Trenton distillery introduces local vodka, rum, gin!

November 25, 2015 – 7:45pm
Written by: Francis Campbell // Truro Bureau
Published by: The Chronicle Herald
Original Published Article: Here

NEW GLASGOW — Evan MacEachern was in high spirits as he sat down to share small batches of tall tales about three new liquors he’s produced to tempt Nova Scotians’ taste buds.

“I was always very interested in the production of alcohol,” said MacEachern, spreading his story from a table in the Thistle Bar & Grill in New Glasgow, a pub that serves his rum, vodka and gin as a house product.

“Living in Nova Scotia, I am very interested in local products, and I’m amazed at the local support that everybody throughout Nova Scotia is almost obsessed with,” said MacEachern, 26, raised in New Waterford and schooled at St. Francis Xavier University in Antigonish.

“It’s cult-like, it’s great and I think that trend is increasing.”

Having managed the Stubborn Goat Gastropub in downtown Halifax for nearly two years, MacEachern said he got a feel for what Nova Scotians like. And since early October, the three lower-priced spirits that are distilled in the Nova Scotia Spirit Co., facility in Trenton have garnered some prime space in provincial liquor outlets and several good early reviews from customers.

“Coming from the pub business in Halifax, I understood that everybody wants to support local, everybody wants a quality product, but a lot of times local products come with a very high price tag. I wanted to break the mould and deliver a quality product at a very low price.”

And with the help of silent partners, MacEachern produced his Blue Lobster Vodka and Fisherman’s Helper Rum to sell for $27.49 each in a 750-millilitre size. His Willing to Learn Gin goes for $29.99.

The storytelling side of the Nova Scotia culture played a big part in the product branding.

“In the brainstorming process, we were a little stumped as to how we should brand the products, how we should represent ourselves,” said MacEachern. “One day we came back to the distillery and there was a help-wanted ad posted on the door. It said: Commercial lobster fisherman from Ballantynes Cove, Antigonish County, is looking to hire a fisherman’s helper for the summer. Basic requirements: sober, alert and willing to learn. We didn’t have to look far for the inspiration to name our brands. It speaks very strongly to the Nova Scotia culture of storytelling, drinking, fishing and, of course, the hard work that Nova Scotia has been built on.”

MacEachern, whose resume includes time spent living in Scotland and playing some Cape Breton tunes on the fiddle, has four sales representatives that criss-cross the province, and he and another employee handle the production.

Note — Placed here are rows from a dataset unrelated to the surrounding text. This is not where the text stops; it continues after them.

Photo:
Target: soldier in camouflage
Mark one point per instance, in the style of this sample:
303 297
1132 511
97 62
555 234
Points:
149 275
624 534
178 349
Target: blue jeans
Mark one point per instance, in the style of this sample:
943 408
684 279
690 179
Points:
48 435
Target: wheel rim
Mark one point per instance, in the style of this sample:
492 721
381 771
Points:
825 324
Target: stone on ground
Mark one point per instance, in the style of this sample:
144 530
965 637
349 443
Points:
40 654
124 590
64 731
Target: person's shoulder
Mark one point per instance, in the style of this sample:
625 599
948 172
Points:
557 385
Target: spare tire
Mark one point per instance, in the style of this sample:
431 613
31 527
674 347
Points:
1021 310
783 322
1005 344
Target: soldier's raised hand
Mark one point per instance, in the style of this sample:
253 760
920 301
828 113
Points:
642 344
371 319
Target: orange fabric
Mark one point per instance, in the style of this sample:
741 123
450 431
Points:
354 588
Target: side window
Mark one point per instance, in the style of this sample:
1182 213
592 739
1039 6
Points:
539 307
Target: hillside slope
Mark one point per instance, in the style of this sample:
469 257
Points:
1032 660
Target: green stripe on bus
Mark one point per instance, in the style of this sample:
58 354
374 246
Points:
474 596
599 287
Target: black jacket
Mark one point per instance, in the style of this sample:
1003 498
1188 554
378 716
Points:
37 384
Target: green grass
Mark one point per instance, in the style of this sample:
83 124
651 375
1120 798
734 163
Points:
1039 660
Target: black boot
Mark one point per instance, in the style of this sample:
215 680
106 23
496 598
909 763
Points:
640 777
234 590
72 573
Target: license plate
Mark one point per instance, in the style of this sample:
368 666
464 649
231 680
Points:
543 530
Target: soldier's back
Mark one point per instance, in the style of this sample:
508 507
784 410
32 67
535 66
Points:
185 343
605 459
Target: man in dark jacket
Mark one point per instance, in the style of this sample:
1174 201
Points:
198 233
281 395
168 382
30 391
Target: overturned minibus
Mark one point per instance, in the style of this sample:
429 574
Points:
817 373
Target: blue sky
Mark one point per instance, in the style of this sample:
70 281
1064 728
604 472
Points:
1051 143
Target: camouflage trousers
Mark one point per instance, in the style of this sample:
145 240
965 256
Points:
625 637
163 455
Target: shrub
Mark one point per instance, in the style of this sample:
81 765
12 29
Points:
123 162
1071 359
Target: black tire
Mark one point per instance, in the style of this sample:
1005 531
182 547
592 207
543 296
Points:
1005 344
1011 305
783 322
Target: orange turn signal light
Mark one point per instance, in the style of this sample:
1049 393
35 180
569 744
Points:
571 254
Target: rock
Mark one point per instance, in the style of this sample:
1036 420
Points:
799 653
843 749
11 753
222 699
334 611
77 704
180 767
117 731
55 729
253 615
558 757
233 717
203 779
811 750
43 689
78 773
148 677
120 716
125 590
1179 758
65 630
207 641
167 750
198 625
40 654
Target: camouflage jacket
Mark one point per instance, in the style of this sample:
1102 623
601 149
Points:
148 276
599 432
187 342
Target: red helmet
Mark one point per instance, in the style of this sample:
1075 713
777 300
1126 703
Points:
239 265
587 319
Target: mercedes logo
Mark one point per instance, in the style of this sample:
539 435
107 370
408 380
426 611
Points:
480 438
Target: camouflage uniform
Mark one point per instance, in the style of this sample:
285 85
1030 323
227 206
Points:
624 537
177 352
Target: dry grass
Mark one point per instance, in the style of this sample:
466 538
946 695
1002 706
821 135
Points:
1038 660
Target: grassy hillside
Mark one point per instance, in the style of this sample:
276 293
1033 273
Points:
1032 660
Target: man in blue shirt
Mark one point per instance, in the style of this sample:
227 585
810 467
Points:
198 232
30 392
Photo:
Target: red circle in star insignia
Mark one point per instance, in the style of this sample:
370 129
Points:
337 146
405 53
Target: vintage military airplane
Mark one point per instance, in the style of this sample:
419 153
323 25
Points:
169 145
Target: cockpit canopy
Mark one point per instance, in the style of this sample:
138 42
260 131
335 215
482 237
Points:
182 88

“Everything is created in small batches,” he said. “The biggest batch that we do is about 300 litres. And we produce almost non-stop.”

Pleased with the response to all three spirits, MacEachern said he’s not sure which, if any, will become the Nova Scotia Spirit Co.’s signature product.

“Something is going to become a specialty. But we wanted to test the market with a variety of products, so we chose a vodka, a gin and a rum. It’s too soon to say what our flagship is going to be and what we are going to be known for. Obviously, I think the branding is really fun around all of them. I think people are really enjoying that. When it comes to critique of the product, I think that the gin is world-class. The reviews for the gin have just been mind-blowing, overwhelmingly positive. The other two have been very well received as well.”

Expansion is on the horizon, but MacEachern said it’s difficult to pin down where or when that will happen.

“I think our next step is to create a bigger facility, we would like to create a barrel-aging room and a full-scale tasting room where people can come in, taste the product, have a cocktail and walk away with a bottle, essentially. I think that would help get our name out, and it will allow people to try before they buy. It will be a good reflection on the quality of the experience that we want to deliver.

“They can take the product out on a date before they marry it.”

For now, MacEachern has to lean on liquor store sales while hoping for a more monogamous relationship between customer and product.